İlk olarak Likidite sıkıntısı çeken küçük ölçekli firmalara, ilave istihdam ettikleri her bir kişi için KGF kefaletiyle krediye erişim imkânını, ikincisi imalata dayalı ve ihracatı önceleyen yatırımlara KGF teminatı ile 5’inci ve 6’ncı bölgelerde uzun vadeli kredi desteğini, üçüncüsü ihracat potansiyeli yüksek olan KOBİ’lerin dış pazarlara açılmalarını teşvik etmek üzere Eximbank Kredi Destek Paketini devreye alıyoruz.
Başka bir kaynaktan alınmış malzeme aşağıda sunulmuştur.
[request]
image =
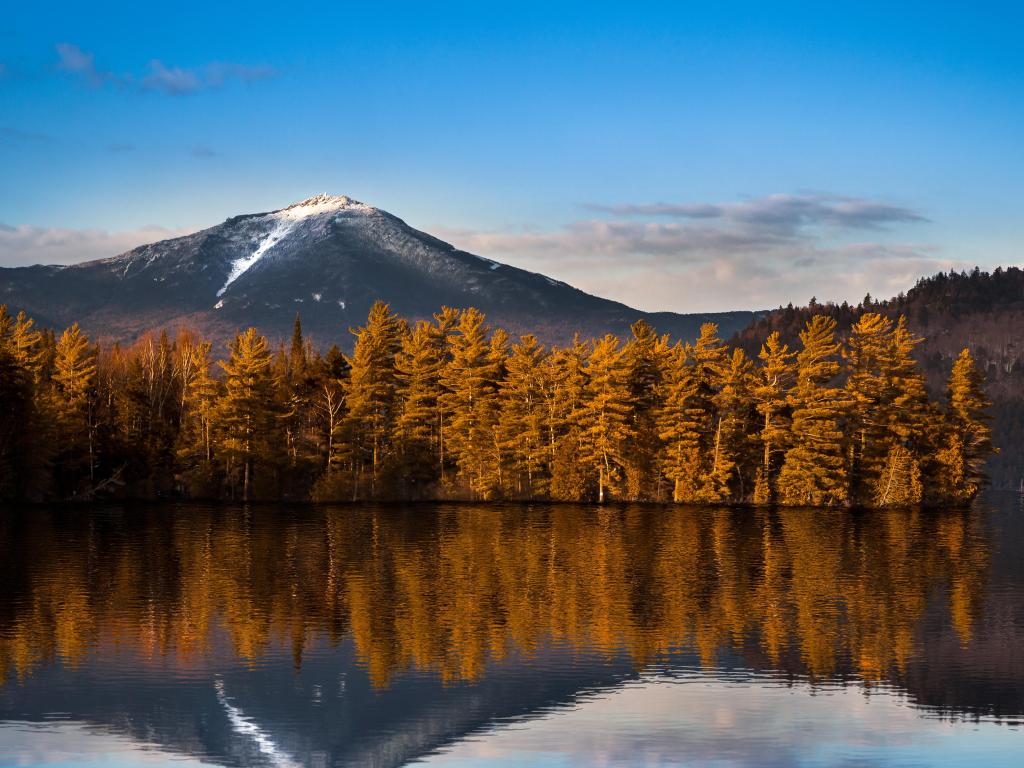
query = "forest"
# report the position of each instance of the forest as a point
(450, 409)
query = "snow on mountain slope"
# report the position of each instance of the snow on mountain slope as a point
(330, 257)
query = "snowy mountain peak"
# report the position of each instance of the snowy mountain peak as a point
(321, 204)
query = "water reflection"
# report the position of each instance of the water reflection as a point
(413, 627)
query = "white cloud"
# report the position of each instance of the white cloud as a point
(24, 245)
(161, 78)
(749, 254)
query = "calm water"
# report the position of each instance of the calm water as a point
(513, 635)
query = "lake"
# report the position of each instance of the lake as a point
(507, 635)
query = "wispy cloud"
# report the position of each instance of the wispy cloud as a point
(744, 254)
(160, 77)
(780, 212)
(82, 64)
(25, 245)
(10, 134)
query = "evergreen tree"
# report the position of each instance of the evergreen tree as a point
(774, 379)
(469, 380)
(72, 407)
(732, 448)
(372, 398)
(604, 417)
(969, 440)
(417, 430)
(199, 392)
(246, 416)
(523, 418)
(643, 358)
(907, 416)
(869, 392)
(684, 422)
(814, 471)
(563, 406)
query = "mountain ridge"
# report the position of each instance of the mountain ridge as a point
(328, 258)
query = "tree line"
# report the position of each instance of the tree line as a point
(451, 409)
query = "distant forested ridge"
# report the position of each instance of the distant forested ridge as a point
(452, 409)
(979, 310)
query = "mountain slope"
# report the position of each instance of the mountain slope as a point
(979, 310)
(328, 258)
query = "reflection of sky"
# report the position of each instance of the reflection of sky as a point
(60, 744)
(667, 722)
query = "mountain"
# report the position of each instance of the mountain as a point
(983, 311)
(328, 258)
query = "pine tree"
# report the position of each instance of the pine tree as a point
(469, 380)
(688, 420)
(563, 407)
(246, 416)
(523, 418)
(372, 398)
(734, 414)
(604, 423)
(683, 423)
(906, 416)
(814, 471)
(72, 406)
(194, 448)
(969, 441)
(869, 393)
(417, 433)
(774, 379)
(644, 358)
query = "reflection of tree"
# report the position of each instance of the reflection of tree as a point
(454, 591)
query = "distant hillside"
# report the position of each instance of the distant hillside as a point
(980, 310)
(328, 258)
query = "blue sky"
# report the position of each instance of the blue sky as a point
(678, 156)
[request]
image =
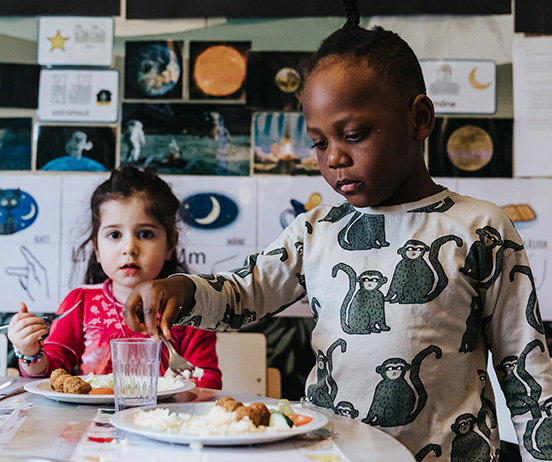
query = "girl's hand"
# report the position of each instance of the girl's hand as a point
(158, 303)
(25, 329)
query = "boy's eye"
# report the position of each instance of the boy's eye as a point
(320, 145)
(354, 136)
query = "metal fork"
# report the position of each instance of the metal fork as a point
(49, 318)
(177, 363)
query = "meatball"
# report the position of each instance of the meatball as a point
(76, 385)
(229, 404)
(56, 379)
(258, 413)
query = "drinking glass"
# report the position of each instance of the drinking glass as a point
(135, 371)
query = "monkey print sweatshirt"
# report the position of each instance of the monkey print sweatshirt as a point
(408, 302)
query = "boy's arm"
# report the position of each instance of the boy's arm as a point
(170, 298)
(266, 284)
(520, 355)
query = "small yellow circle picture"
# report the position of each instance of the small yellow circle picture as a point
(470, 148)
(288, 80)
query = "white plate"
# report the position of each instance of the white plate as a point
(124, 421)
(43, 387)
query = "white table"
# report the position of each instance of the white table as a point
(58, 430)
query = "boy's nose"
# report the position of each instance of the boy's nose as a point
(338, 158)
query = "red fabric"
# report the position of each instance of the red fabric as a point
(81, 339)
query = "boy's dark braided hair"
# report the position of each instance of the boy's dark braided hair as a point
(383, 50)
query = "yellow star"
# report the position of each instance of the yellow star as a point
(58, 41)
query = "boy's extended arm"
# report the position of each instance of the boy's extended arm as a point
(521, 357)
(267, 283)
(169, 297)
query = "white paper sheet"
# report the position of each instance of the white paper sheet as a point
(532, 73)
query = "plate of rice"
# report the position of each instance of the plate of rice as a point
(166, 387)
(209, 425)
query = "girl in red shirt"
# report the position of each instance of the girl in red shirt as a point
(134, 237)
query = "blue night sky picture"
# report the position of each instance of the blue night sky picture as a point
(18, 210)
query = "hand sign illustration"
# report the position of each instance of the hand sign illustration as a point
(33, 277)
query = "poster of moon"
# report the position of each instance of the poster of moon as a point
(274, 80)
(465, 147)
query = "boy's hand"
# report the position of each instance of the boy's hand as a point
(25, 329)
(164, 297)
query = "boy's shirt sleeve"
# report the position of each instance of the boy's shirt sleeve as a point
(266, 284)
(521, 359)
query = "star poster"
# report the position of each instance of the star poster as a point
(75, 41)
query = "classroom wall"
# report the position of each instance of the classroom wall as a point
(40, 257)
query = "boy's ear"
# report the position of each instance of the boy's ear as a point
(424, 117)
(171, 245)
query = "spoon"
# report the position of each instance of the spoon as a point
(177, 363)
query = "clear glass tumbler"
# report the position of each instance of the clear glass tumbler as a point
(135, 371)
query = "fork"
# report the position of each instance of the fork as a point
(177, 363)
(49, 319)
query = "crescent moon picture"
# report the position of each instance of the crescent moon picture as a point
(212, 216)
(30, 214)
(475, 83)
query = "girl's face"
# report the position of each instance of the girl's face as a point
(366, 134)
(131, 246)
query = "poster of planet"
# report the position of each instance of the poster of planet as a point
(75, 148)
(274, 80)
(16, 143)
(218, 70)
(189, 139)
(281, 145)
(153, 70)
(465, 147)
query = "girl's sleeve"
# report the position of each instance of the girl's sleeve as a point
(199, 347)
(65, 344)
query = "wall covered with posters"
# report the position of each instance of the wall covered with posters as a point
(99, 89)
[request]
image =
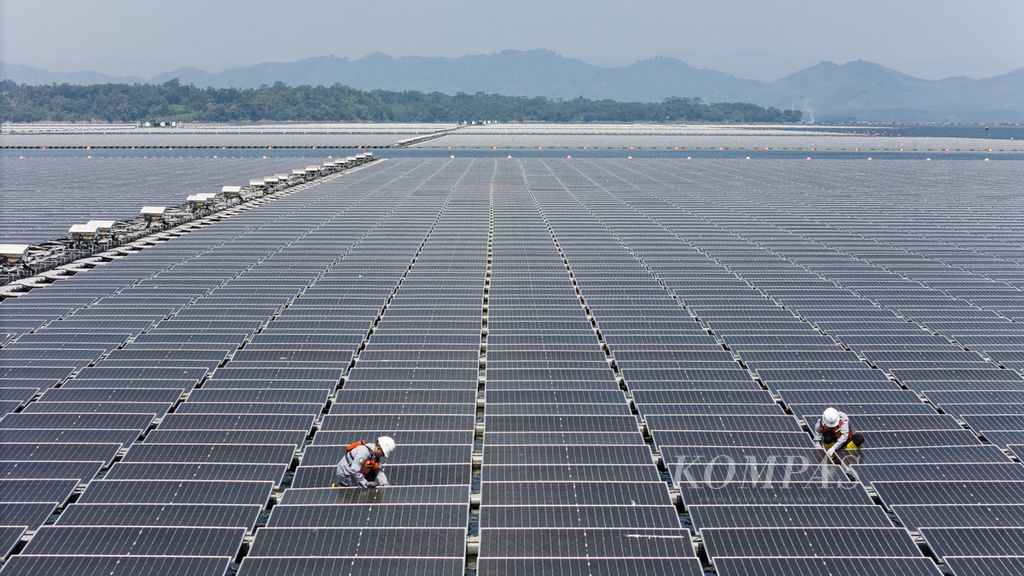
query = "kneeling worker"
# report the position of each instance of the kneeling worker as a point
(834, 432)
(361, 463)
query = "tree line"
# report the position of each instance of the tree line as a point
(174, 101)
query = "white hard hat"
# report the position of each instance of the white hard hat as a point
(387, 445)
(829, 417)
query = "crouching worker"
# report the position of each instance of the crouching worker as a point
(834, 432)
(361, 463)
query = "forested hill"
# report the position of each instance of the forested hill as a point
(172, 100)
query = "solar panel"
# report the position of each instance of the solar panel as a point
(390, 542)
(9, 537)
(964, 516)
(370, 516)
(975, 541)
(810, 516)
(117, 565)
(73, 540)
(722, 542)
(603, 304)
(980, 566)
(534, 542)
(836, 565)
(297, 566)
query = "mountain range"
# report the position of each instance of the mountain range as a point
(856, 90)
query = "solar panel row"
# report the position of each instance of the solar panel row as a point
(698, 316)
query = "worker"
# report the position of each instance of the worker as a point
(361, 463)
(834, 433)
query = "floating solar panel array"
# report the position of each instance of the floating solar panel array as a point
(617, 361)
(42, 197)
(568, 485)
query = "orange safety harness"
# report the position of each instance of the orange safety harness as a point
(371, 465)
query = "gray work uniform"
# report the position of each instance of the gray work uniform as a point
(349, 471)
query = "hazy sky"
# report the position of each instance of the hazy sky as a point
(751, 38)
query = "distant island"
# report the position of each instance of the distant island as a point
(172, 100)
(855, 91)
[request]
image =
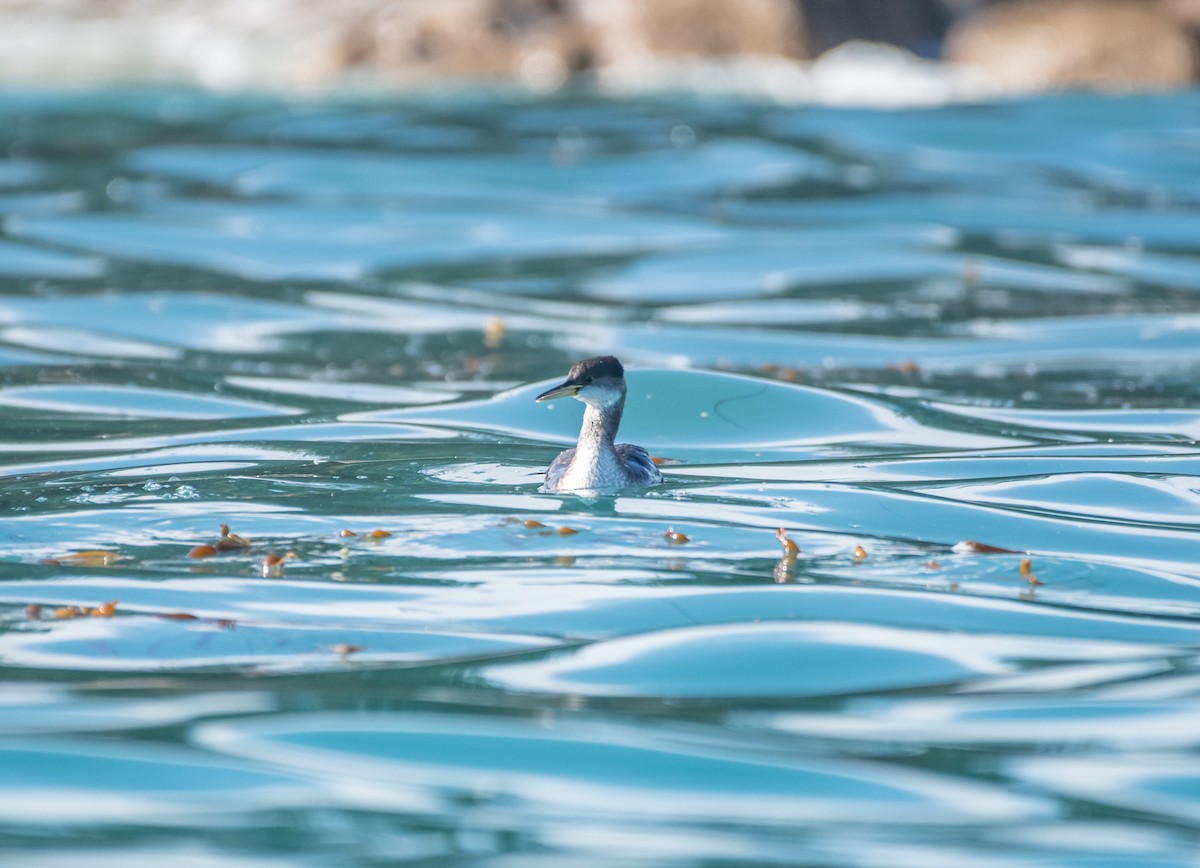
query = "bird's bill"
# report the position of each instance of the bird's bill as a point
(561, 390)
Bahsettiğim tüm bu paketler, reel ekonomiyi, üretken kesimleri teşvik amacını taşıyor” dedi.
‘GENÇLERİN KALFALIK DÖNEMİNDE ALDIKLARI ÜCRETLERİ ARTIRACAĞIZ’
“Mevcut kaynaklarımızı seçici ve odaklı bir yaklaşımla, ekonomik potansiyelimizi daha da geliştirmek için kullanacağız” diyen Bakan Elvan, “Sanayicilerimizin ara eleman bulma konusunda yaşadıkları sorunların farkındayız. Bu sorunun çözümüne yönelik hazırlıklarımızı büyük ölçüde tamamladık. Mesleki Eğitim Merkezlerine olan ilgiyi artırmak için gençlerin kalfalık döneminde aldıkları ücretleri artıracağız. Sanayicinin yükünü hafifletmek için de, bu merkezlerden eğitim alan öğrencilerin ücretlerini biz ödeyeceğiz. Milli Eğitim Bakanımızla bu konuya ilişkin geçen hafta çok verimli bir toplantı yaptık. Bu alanda atacağımız adımların, istihdam piyasalarında ciddi bir dönüşümü teşvik etmesini bekliyoruz” dedi.